One way is to link debt relief and other short-term financial flows to a longer-term, sustainable recovery. Some countries have already taken steps in this direction: in May, Canada announced that businesses with annual revenues of $300 million or more requesting COVID-19 economic aid would be required to disclose their climate impacts and commit to making environmentally sustainable decisions.
And then, in a much-anticipated landmark agreement, the European Union adopted on 21 July 2020 a €750 billion aid package after over four days of acrimonious negotiations to help the EU recover from the coronavirus pandemic – in addition to agreeing on a US$1.074 trillion budget. Despite some watering down, it includes an ambitious €550 billion earmarked for achieving the bloc’s target of climate neutrality by 2050. Perhaps above all, it sends a strong message of solidarity and co-operation.
These examples are specific to high-income countries which have the capacity to release generous stimulus packages in record time, but two more instruments exist within reach of all countries that could link finance with a sustainable recovery.
Public budgets represent a very large proportion of domestic resources available for sustainable development. Integrating the SDGs into public budgets is not a simple exercise, mainly because of the inertia most of them are subject to, but given the importance of national budgets in determining where national funds are allocated, it can be a powerful means of ensuring that public domestic resources are allocated towards a sustainable recovery.

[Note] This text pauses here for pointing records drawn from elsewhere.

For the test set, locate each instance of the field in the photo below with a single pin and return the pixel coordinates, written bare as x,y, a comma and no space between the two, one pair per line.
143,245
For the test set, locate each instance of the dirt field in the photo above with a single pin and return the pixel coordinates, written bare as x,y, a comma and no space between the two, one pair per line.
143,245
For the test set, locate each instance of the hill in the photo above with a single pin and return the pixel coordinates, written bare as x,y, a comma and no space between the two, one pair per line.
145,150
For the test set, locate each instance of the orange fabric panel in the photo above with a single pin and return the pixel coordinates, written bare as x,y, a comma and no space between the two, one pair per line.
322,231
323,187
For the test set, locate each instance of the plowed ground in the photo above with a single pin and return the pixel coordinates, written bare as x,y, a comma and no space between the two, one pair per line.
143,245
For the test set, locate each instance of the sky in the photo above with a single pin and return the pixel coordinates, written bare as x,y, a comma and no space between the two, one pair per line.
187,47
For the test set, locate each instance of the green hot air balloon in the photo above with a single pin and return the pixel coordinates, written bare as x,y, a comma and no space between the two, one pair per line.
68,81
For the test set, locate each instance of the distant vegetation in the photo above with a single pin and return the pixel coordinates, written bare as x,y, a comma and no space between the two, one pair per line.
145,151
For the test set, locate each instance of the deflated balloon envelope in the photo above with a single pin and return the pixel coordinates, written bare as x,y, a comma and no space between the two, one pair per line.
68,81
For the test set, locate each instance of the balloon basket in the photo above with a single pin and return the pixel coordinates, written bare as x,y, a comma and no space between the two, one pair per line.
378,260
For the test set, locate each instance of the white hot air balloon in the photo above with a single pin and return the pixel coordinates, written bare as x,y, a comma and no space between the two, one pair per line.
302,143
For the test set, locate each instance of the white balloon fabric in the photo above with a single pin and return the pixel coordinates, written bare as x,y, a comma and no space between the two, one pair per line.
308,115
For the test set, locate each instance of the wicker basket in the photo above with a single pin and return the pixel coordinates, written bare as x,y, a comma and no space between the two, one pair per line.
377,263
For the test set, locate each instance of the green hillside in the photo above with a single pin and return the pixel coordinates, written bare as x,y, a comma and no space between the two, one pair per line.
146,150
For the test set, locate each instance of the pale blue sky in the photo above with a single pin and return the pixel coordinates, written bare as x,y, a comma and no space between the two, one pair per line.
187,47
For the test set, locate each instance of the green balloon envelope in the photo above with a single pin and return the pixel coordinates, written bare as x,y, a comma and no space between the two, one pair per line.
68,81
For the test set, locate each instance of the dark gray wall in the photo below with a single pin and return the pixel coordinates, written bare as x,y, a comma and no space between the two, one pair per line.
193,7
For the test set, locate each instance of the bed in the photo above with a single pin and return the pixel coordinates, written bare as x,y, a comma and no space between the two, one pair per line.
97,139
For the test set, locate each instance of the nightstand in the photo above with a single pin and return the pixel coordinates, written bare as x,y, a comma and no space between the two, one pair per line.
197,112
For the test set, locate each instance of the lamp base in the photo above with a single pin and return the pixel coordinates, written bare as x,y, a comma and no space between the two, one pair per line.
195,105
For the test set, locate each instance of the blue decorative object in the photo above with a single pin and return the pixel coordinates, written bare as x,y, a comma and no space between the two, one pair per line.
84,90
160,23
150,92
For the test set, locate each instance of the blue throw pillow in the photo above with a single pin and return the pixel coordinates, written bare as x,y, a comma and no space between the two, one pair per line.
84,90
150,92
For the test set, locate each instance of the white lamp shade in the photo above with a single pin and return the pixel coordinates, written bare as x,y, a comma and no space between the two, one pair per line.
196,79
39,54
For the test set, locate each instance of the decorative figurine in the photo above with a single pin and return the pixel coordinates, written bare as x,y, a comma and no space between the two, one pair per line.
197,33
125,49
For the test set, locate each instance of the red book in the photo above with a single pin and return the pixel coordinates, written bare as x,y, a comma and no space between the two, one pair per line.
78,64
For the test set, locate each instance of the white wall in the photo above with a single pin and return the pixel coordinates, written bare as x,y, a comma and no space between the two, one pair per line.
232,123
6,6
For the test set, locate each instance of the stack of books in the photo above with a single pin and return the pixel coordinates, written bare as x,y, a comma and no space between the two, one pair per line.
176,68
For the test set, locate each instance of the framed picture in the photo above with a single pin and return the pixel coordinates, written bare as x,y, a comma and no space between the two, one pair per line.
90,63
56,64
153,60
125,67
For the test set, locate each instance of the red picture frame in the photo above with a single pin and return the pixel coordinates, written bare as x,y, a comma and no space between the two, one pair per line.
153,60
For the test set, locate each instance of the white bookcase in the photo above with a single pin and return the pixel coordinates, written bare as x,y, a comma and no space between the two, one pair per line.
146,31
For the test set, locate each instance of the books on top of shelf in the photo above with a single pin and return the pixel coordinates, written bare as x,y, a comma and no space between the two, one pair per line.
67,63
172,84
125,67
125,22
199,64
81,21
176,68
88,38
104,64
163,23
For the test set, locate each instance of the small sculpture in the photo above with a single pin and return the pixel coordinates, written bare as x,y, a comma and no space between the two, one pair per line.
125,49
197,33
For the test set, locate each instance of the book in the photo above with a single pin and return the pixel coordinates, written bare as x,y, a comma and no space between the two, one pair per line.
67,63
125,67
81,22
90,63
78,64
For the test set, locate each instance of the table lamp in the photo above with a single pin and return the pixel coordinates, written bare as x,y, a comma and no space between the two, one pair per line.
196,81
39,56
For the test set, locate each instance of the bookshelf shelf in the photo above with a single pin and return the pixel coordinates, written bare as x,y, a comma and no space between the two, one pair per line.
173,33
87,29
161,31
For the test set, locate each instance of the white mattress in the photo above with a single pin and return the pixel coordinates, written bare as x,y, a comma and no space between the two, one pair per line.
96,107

By 2018, 23 countries, both developing and developed, had already integrated the SDGs at different stages of the budget cycle – in redesigning budget classification systems, in mapping expenditures against SDGs or in designing a budget reporting dashboard SDG by SDG, to name a few. Integrating the SDGs into national budgets also sends a signal to investors – domestic and foreign – about the nature and purpose of finance that a country will want to attract, creating a snowball effect that further helps align financial flows towards sustainable development.
The second way for countries to invest in sustainable development at a systemic level is to design integrated national financing frameworks (INFFs), an instrument created by the United Nations for this very purpose. These country-owned financing frameworks bring together financing and related policies most relevant to addressing a country’s financing challenges. They look at the full range of financing sources and non-financial means of implementation that are available to countries and lay out a financing strategy to raise resources, manage risks, and achieve sustainable development priorities.
INFFs immediately gained popularity among countries as witnessed by the launch of 62 INFFs so far thanks to a partnership between the UN, the IMF and the European Union. The current context of the COVID-19 pandemic and looming debt crisis has made INFFs all the more relevant as they can help identify financing gaps, draw roadmaps to balancing public budgets and could act as a tool for debtor countries to negotiate debt burdens with creditors.
In the midst of all the human suffering these multiple crises have caused, we need both a clarion call and a message of optimism. We can create a sustainable future: financing resources are there and the means and the instruments are already at our disposal, but we must act now, while the window of opportunity is still open.